Monkeys on typewriters wouldn’t be typing ASCII numbers, but letters, so the assignments ASCII uses aren’t a factor, and there wouldn’t be any more 9s or 1s for that reason.
To store the monkey typing as computer values, you could make up any number scheme you want, but if you are testing the distribution for randomness, you don’t use the numbers, you use what they represent. To do otherwise is like taking a highly-compressed JPG image and counting how many blue dots there are. Many blue dots will be due to compression artifacts, not the original source.
Likewise, counting how many ASCII 9’s there are isn’t testing the distribution of A’s and B’s.
[QUOTE= Geoffrey K. Pullum]
The number of 9-letter sequences over the alphabetic characters a to z is 5,429,503,678,976 (and as that figure of 5.5 trillion is being mentioned in the press stories, it looks like he’s ignoring spaces, punctuation, case, fonts, paragraph breaks, etc., but what the heck, let’s pretend Shakespeare’s work is a bunch of strings over {a b c d e f g h i j k l m n o p q r s t u v w x y z}).

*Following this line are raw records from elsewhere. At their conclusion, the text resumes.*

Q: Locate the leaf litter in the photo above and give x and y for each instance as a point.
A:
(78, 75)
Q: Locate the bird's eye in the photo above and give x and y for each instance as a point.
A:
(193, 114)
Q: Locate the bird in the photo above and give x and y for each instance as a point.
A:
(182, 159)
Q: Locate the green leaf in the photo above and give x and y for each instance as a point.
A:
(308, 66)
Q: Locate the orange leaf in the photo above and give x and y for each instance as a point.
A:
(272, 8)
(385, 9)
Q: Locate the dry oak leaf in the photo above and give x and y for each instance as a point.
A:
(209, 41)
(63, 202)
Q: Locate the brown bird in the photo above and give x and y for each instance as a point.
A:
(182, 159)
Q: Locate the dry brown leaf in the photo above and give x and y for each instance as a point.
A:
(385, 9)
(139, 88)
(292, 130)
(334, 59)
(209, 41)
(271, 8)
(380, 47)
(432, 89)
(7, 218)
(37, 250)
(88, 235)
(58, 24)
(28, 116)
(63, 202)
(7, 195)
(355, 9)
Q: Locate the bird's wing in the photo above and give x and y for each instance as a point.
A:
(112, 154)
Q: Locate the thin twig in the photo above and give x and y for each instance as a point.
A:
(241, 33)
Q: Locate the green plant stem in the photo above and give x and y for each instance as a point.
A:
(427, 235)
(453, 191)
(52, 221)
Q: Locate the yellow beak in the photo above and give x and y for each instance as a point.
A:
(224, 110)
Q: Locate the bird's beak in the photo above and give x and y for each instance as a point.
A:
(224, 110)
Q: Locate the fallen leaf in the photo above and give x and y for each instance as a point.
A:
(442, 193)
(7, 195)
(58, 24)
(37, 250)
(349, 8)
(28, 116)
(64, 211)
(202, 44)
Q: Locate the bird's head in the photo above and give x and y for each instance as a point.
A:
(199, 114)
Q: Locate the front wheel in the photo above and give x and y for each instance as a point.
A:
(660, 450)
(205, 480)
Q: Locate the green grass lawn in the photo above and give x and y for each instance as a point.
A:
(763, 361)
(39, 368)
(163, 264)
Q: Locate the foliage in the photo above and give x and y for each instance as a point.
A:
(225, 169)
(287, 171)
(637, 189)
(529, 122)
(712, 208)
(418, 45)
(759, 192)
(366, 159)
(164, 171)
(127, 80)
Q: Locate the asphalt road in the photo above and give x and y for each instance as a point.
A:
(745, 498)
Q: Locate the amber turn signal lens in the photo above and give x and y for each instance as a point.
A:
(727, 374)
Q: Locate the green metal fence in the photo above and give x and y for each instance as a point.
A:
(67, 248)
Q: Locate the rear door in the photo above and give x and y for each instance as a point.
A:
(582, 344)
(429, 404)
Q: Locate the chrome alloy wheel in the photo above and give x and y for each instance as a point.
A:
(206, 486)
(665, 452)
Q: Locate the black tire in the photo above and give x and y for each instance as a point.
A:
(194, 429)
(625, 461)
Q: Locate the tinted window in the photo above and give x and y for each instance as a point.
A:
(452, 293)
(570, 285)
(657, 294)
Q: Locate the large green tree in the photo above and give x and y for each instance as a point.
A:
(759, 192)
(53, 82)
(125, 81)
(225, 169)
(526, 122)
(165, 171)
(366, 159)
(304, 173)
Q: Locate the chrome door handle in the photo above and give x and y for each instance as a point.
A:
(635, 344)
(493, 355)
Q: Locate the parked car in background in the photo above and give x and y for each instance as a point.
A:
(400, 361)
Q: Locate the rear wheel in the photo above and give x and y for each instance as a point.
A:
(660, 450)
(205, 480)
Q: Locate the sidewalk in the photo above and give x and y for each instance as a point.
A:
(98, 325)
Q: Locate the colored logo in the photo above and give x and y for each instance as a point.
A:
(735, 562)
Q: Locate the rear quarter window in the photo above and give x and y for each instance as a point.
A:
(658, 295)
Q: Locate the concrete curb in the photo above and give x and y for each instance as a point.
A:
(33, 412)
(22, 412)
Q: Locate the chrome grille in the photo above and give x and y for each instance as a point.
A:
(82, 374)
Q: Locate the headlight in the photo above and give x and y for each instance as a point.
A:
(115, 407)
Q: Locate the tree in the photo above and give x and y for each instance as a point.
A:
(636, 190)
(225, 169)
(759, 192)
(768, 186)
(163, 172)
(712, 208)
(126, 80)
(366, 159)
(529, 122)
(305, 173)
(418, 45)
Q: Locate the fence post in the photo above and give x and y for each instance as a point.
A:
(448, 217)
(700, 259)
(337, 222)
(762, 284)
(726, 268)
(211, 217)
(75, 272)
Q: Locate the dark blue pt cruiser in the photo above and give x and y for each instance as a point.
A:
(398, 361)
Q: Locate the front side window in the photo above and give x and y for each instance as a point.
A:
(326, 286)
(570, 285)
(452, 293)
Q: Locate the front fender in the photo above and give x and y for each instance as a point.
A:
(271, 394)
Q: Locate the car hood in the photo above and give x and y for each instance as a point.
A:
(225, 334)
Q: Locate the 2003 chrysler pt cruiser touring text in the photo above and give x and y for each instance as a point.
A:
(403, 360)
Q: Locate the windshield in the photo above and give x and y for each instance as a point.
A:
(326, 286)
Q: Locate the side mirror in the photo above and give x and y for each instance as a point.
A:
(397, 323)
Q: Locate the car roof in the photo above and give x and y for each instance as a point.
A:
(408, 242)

There are a few scientific curlicues in the way Anderson does things, but basically he just takes random 9-grams and does a fixed-string search over the Shakespearean corpus to see if he has 9 more letters he can mark off as done.
[/QUOTE]
Every two digits are used to create an ASCII value. That means possible ascii values 0-99.
However, ASCII codes 00 to 31 are non-printing. For these values I used the IBM PC extended ASCII set (which is the default on Windows PCs). I saw this as preferable to printing nothing, or spaces.
Yeah, I briefly read the original article upthread, and what Jesse Anderson is doing can only very, very charitably be described as “a million monkeys at a million typewriters banging out the works of Shakespeare.” It’s not at all in the spirit of the thought experiment (or whatever you want to call it.)
I’m not a coding expert, but how about every two digits represents a letter? 01-26 is A through Z, then 27-52 is A through Z, then 53-78 is A-Z, and 79-00 is A-V. That means you have a slightly lesser chance of seeing W-Z, but I would think it would make it easier to find words then using all of ASCII.
Can anyone try this, and see how soon we get “tobeornottobe”, or some other interesting phrase?